Condamnation pour diffamation d'un élu MoDem et d'une ancienne candidate aux législatives
Ce jeudi 5 mars, le tribunal de Bordeaux a rendu un jugement significatif dans une affaire de diffamation en ligne. Fabien Robert, conseiller municipal et régional MoDem, et Ariane Ary, ancienne candidate aux élections législatives de 2024, ont été condamnés pour avoir diffamé le député La France insoumise Loïc Prud'homme sur les plateformes X et Facebook.
Les sanctions prononcées par la justice
Les deux prévenus écopent chacun d'une amende de 1 000 euros. De plus, ils ont été condamnés à verser solidairement un total de 2 000 euros de dommages et intérêts à Loïc Prud'homme. Cette décision judiciaire intervient après que le député LFI a déposé plainte suite aux publications incriminées sur les réseaux sociaux.
L'intention immédiate de faire appel
Fabien Robert a immédiatement annoncé l'intention de former un appel suspensif. « Nous allons bien sûr faire appel », a déclaré l'élu MoDem, précisant que cette décision « ne nous paraît pas refléter la réalité de la situation humaine et politique de cette affaire ». Les condamnés estiment que le tribunal aurait dû attendre les conclusions d'autres enquêtes en cours avant de rendre son verdict.
Contexte électoral tendu
Cette affaire trouve son origine dans le contexte particulièrement tendu du second tour des élections législatives de 2024 dans la troisième circonscription. Ariane Ary, candidate de la majorité présidentielle, faisait face à une triangulaire l'opposant à l'union de la gauche et à l'extrême droite. Son refus de se retirer au nom du front républicain avait déclenché une vague de cyberharcèlement dont elle s'estime victime.
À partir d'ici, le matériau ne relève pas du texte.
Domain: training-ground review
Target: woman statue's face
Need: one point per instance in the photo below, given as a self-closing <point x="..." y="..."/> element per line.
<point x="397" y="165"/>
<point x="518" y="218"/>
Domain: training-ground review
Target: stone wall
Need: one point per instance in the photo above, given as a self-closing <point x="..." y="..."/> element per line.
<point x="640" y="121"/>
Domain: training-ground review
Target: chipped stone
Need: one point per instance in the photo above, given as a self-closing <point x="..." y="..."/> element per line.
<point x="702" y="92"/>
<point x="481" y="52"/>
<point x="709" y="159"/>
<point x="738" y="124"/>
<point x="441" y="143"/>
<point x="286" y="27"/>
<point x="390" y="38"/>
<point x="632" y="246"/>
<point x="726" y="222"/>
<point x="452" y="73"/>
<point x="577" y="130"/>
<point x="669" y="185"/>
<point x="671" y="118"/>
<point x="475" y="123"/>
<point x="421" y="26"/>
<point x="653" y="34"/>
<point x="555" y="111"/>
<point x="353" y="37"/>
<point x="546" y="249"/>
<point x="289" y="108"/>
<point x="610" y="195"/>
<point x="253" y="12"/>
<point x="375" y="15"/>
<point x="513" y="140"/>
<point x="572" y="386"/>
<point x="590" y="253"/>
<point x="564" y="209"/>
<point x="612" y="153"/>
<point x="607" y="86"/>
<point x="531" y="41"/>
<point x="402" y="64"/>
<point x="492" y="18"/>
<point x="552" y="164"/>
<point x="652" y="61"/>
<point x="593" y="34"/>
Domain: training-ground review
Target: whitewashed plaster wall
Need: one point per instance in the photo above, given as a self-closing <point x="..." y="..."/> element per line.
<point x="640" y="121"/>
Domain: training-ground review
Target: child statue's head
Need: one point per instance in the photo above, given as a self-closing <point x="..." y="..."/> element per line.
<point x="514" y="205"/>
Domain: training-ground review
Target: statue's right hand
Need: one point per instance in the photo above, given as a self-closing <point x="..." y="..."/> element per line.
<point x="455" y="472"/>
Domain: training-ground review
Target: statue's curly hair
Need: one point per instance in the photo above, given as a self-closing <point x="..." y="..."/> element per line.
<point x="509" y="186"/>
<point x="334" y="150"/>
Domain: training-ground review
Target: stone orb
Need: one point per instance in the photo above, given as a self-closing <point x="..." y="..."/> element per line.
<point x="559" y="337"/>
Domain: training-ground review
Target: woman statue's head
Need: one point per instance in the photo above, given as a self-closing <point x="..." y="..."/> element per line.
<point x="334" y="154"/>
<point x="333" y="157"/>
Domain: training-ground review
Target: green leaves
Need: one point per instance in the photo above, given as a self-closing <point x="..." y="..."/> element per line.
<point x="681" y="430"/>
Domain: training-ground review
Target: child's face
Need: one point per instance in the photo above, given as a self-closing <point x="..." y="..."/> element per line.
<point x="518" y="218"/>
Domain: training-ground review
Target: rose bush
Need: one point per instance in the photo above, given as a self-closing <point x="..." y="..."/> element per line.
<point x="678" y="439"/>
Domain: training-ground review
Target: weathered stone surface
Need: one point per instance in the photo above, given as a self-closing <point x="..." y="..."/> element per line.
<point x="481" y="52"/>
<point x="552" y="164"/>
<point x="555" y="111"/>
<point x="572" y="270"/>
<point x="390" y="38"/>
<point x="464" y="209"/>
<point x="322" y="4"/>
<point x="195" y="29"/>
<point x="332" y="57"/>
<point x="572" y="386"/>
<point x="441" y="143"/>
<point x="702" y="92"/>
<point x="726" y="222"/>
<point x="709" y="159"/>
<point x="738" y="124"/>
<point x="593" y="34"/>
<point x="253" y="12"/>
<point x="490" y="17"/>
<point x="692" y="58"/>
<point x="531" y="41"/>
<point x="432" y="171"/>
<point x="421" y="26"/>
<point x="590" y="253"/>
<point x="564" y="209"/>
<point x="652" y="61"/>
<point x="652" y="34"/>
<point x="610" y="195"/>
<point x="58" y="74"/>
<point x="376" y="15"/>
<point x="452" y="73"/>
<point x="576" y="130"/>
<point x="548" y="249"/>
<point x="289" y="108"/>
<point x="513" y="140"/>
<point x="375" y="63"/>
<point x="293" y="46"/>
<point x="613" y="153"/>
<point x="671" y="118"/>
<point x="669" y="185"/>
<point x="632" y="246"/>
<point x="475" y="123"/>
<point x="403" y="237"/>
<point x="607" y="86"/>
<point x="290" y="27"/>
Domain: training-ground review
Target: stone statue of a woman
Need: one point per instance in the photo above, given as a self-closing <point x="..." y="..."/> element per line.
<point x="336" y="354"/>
Les accusations portées contre Loïc Prud'homme
Dans une lettre ouverte publiée le 3 juillet 2024 sur les réseaux sociaux, Fabien Robert avait accusé Loïc Prud'homme d'être l'instigateur de ce qu'il qualifiait de « mercenaires numériques ». « Envoyer des mercenaires numériques se déchaîner [...] est un acte d'une brutalité inadmissible, certes conforme aux méthodes de votre parti LFI et de son chef Jean-Luc Mélenchon mais qui fragilise [...] notre démocratie », avait-il écrit.
La défense des plaignants
Loïc Prud'homme a expliqué aux juges le 22 janvier dernier l'impact de ces accusations. « Je suis élu depuis 2017. À aucun moment je n'ai été attaqué de la sorte. Jamais on ne m'a imputé un délit pénal », a-t-il témoigné, soulignant le caractère exceptionnellement grave des accusations portées contre lui.
Les recours parallèles
Parallèlement à cette affaire, Ariane Ary a déposé une plainte pour harcèlement contre X, pour laquelle elle a été entendue au commissariat de Bordeaux. Fabien Robert a regretté que le tribunal n'ait pas attendu les conclusions de l'enquête préliminaire toujours en cours dans cette affaire avant de prononcer sa condamnation pour diffamation.
Cette décision judiciaire intervient dans un contexte où les tensions politiques se traduisent de plus en plus fréquemment par des contentieux judiciaires, particulièrement sur les réseaux sociaux qui deviennent des arènes de confrontations politiques exacerbées.